[x86 (currently)] New Sliding Window-based assembly-level CSE subsystem
Summary
This merge request introduces a new subsystem that greatly improves x86's peephole optimizer by performing assembly-level common subexpression elimination by way of a sliding window to find initial matches.
Please read attached PDF whitesheet to explain the feature in deeper detail: Sliding_Window_CSE.pdf
System
- Processor architecture: i386, x86_64, possibly i8086. Others will follow at a later date.
What is the current bug behavior?
N/A
What is the behavior after applying this patch?
Under -O3 and above, extensive speed and size optimisations are made across the board.

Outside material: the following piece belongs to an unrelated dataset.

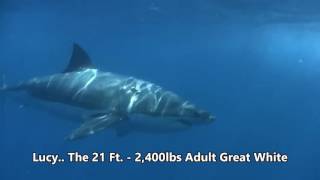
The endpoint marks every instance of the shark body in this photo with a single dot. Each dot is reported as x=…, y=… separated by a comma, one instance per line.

Relevant logs and/or screenshots
Virtually every large source file shows some improvements. Here are a couple of cherry-picked examples under -O4 - dbgdwarf's TDebugInfoDwarf.appendsym_fieldvar_with_name_offset method - before:
...
.Lj682:
leaq (,%r13,8),%rcx
movq 120(%rdi),%rax
cqto
idivq %rcx
imulq %r13,%rax
movq %rax,%r12
addq 56(%rbp),%r12
leaq (,%r13,8),%rcx
movq 120(%rdi),%rax
cqto
idivq %rcx
movq %rdx,%rsi
cmpb $0,U_$SYSTEMS_$$_TARGET_INFO+276(%rip)
...
A number of redundant pointer deallocations and an entire integer division instruction are successfully removed - after:
...
.Lj682:
leaq (,%r13,8),%rcx
movq 120(%rdi),%rax
cqto
idivq %rcx
imulq %r13,%rax
movq %rax,%r12
addq 56(%rbp),%r12
movq %rdx,%rsi
cmpb $0,U_$SYSTEMS_$$_TARGET_INFO+276(%rip)
...
SysUtils' IsLeapYear function - before:
...
imulw $23593,%cx,%ax
rorw $2,%ax
cmpw $655,%ax
ja .Lj6979
imulw $23593,%cx,%ax
rorw $4,%ax
cmpw $163,%ax
setbeb %al
ret
.Lj6979:
...
A partial sequence match is found and the second arithmetic sequence is replaced with just rorw $2,%ax
- after:
...
imulw $23593,%cx,%ax
rorw $2,%ax
cmpw $655,%ax
ja .Lj6979
rorw $2,%ax
cmpw $163,%ax
setbeb %al
ret
.Lj6979:
...
Additional Notes:
This feature is only available under -O3 by default, but can be enabled individually with -OoASMCSE; note that the peephole optimizer must also be enabled.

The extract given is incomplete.